I'm wearing a big black sweater which seems to swallow me hole. That only means one thing in my current state... I'm not feeling well. How can I? I haven't slept for over a week. I can count myself lucky if I sleep more than five hours in one night. I'm a walking corps and I know it.

At first all my friends asked me why I looked like shit, but now they seem al to oblivious for my state or they simply stopped asking because it wasn't their problem.

I never felt like this in my life. And trust me I've been through some shit. But this is a different kind of pain and sorrow. It almost feels like I'm dying, and I don't know why? Like I've found a part of my soul and it has been stripped away from me just as fast.

I feel so depressed. I don't even think I smiled this week.

The bell rings and everybody of my table stands up. I pull my strength together and stand up only to grasp at the table for stability. I feel weak and dizzy, and that's meanly because I haven't been able to consume any food the past few days.

I'm empty... empty all the way.

The voices in the background seem far away.

I feel hands toughing my arms and back, giving support, but the only thing on my mind is that I need to control my breathing before everything turns black.

The faces before me seem blurry.

Suddenly I feel a flash of cold water in my face. My body pulls back into reality.
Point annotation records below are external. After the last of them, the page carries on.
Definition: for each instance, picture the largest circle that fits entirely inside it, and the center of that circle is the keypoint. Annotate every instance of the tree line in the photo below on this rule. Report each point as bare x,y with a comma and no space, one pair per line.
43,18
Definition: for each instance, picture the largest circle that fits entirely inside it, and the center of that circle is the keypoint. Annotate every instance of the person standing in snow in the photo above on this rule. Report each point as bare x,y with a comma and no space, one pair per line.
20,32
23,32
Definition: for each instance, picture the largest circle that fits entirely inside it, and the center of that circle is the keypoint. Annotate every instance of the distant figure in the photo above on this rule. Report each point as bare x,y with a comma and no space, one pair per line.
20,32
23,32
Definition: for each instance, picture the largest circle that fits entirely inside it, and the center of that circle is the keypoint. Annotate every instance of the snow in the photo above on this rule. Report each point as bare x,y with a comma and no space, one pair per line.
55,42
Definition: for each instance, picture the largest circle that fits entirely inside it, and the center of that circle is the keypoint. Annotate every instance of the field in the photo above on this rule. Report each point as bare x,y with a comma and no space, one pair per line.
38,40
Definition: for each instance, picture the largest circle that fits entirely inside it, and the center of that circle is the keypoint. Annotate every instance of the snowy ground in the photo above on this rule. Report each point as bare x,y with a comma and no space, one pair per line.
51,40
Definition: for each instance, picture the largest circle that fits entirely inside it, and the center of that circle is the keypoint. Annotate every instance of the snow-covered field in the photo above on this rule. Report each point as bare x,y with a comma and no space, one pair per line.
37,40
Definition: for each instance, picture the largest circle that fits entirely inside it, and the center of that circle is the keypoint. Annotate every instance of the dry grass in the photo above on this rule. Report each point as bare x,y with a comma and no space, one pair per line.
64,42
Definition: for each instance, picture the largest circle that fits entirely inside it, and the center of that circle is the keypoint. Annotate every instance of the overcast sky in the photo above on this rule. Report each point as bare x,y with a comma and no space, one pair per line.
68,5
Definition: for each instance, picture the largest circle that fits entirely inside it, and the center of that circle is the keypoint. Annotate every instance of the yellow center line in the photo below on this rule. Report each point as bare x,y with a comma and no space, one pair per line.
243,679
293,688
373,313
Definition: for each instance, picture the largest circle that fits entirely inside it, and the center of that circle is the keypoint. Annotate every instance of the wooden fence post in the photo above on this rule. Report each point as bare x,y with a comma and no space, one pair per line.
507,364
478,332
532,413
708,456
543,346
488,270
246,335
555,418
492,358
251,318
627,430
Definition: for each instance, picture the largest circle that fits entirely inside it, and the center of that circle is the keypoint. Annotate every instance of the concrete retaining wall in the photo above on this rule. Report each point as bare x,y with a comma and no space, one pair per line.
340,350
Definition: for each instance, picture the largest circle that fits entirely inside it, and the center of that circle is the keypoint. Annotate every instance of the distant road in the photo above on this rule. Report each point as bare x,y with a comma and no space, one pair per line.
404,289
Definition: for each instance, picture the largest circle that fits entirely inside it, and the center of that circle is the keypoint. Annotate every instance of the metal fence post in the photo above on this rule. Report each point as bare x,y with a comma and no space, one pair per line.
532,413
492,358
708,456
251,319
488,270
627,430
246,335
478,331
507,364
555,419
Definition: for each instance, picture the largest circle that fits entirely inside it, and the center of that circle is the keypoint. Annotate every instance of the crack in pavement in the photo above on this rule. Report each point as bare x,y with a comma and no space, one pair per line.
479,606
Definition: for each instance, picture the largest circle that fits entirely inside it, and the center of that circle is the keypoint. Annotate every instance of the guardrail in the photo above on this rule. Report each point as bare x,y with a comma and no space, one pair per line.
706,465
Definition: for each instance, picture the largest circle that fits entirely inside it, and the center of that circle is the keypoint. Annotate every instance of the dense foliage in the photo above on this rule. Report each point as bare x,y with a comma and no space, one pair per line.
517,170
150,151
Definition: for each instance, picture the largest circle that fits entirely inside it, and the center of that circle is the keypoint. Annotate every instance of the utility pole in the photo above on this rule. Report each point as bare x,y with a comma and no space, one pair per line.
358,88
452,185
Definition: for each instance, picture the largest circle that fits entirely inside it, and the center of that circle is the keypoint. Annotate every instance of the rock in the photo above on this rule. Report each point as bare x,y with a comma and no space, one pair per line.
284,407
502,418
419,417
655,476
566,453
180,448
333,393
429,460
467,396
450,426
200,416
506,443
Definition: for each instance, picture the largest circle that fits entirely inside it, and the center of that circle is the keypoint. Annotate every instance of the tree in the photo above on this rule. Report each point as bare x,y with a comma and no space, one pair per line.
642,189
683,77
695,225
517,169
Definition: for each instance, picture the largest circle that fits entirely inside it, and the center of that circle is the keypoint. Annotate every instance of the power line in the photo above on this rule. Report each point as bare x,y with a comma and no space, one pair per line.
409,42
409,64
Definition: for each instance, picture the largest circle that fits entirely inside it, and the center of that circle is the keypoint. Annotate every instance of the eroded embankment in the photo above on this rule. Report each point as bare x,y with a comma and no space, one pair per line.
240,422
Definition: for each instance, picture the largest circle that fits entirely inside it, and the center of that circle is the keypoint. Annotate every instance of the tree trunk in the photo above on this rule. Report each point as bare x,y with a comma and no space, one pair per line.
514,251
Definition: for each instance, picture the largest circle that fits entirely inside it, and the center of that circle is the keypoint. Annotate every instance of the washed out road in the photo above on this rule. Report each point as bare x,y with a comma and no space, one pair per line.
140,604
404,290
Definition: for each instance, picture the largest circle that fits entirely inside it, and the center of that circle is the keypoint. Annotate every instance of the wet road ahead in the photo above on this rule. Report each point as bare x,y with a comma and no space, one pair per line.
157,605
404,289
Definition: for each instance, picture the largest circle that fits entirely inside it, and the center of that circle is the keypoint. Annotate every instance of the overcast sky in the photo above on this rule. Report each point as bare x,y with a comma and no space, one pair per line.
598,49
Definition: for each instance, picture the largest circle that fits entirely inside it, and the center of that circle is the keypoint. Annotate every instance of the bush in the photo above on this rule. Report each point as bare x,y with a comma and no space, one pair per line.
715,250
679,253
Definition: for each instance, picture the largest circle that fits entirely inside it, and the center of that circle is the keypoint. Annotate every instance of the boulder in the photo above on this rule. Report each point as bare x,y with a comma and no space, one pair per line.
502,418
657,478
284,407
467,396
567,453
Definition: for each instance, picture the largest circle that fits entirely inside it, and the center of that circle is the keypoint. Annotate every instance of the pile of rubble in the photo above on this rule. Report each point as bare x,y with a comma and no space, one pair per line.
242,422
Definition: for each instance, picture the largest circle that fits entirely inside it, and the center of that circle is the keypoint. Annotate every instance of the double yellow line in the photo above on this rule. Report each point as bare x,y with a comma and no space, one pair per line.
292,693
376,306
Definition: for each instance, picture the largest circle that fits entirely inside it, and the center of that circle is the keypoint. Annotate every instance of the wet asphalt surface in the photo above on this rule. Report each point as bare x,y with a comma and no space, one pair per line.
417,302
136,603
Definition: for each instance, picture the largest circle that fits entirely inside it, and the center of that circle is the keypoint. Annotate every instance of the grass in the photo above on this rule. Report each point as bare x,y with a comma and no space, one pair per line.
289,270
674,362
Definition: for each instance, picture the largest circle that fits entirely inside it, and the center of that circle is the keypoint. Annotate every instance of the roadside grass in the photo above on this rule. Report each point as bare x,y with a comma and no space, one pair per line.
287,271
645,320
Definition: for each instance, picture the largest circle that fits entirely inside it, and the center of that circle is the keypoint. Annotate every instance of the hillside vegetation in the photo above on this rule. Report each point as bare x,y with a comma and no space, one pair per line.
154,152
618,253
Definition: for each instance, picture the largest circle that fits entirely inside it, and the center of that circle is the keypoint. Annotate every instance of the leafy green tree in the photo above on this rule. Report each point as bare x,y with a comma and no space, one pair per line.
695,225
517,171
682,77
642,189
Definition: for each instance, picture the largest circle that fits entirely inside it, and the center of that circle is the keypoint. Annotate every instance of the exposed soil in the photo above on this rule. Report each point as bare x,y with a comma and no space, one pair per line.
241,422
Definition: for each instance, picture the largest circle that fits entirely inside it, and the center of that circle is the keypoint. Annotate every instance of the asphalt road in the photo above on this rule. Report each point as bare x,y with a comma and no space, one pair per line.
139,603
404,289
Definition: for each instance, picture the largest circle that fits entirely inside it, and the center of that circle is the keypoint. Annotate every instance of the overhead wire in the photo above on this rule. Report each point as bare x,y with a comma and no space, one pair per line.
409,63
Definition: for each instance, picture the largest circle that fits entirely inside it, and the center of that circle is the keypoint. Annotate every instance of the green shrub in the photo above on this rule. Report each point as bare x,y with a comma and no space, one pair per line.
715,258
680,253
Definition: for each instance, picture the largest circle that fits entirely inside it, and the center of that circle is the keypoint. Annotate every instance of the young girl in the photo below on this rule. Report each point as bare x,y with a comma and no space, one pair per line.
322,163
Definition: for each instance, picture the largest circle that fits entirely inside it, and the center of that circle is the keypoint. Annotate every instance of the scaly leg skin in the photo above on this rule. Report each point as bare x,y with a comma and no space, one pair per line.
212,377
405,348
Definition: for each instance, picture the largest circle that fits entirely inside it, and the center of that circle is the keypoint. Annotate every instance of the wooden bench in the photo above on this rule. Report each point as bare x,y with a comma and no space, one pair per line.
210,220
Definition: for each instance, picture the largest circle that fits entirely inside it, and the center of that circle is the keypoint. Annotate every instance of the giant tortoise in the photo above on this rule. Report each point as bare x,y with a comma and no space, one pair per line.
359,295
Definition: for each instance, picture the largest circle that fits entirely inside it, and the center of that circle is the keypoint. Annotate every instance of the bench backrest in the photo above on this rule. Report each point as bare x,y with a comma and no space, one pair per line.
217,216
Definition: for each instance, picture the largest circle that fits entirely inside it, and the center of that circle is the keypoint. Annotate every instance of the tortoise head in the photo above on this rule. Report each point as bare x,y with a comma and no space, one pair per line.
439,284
Everyone around me looks in shook. I look at them threatening, 'Okey who threw the water?'

'You almost passed out. I was a reflex.' My friend Tom explains, 'You obviously don't feel well, just go home.'

No... No. I can't go home. I need to stay in school that is the only place where I'm not confronted with the shitty situation at home. It's the only place where I don't have to feel bad about myself, don't have to feel like I'm not good enough. Besides, if I go home, I look weak, and my mom will think something is wrong and the last thing she needs is being concerned about me. She already has enough to worry about. I don't what to burden her anymore.

'No, I'm all good, truly.' Even I'm not convinced of myself. What the fuck is wrong with me?

Maddy gives me a hug, 'You're not fine. Go home. You won't miss anything anyway. You need to stay in bed.'

'I will make notes of the class. Do not worry Esmee.' Toms speaks as he still holds my arm.

His touch burns my flesh, and not in the good way.

I step aside to get myself free from his touch. I smile at him, not wanting him to know I do not like being touched. Or that I do not like his touch. Tom is way too sweet to me to make him think poorly about himself.

I know that he has a crush on me for the past few years, but he never acted upon his crush. And I am glad to say that he luckily didn't. It would break my heart by the thought alone of me breaking his.

I nod at my friend's words, and they all leave the cafeteria.

I walk towards the lockers and grab my goat. It is always fucking cold in the Netherlands. The weather is never good. It's either too cold with heavy wind, or it's too warm. But not like nice warm no, sauna warm where the air knows so much humidity that you feel like you can drink the air.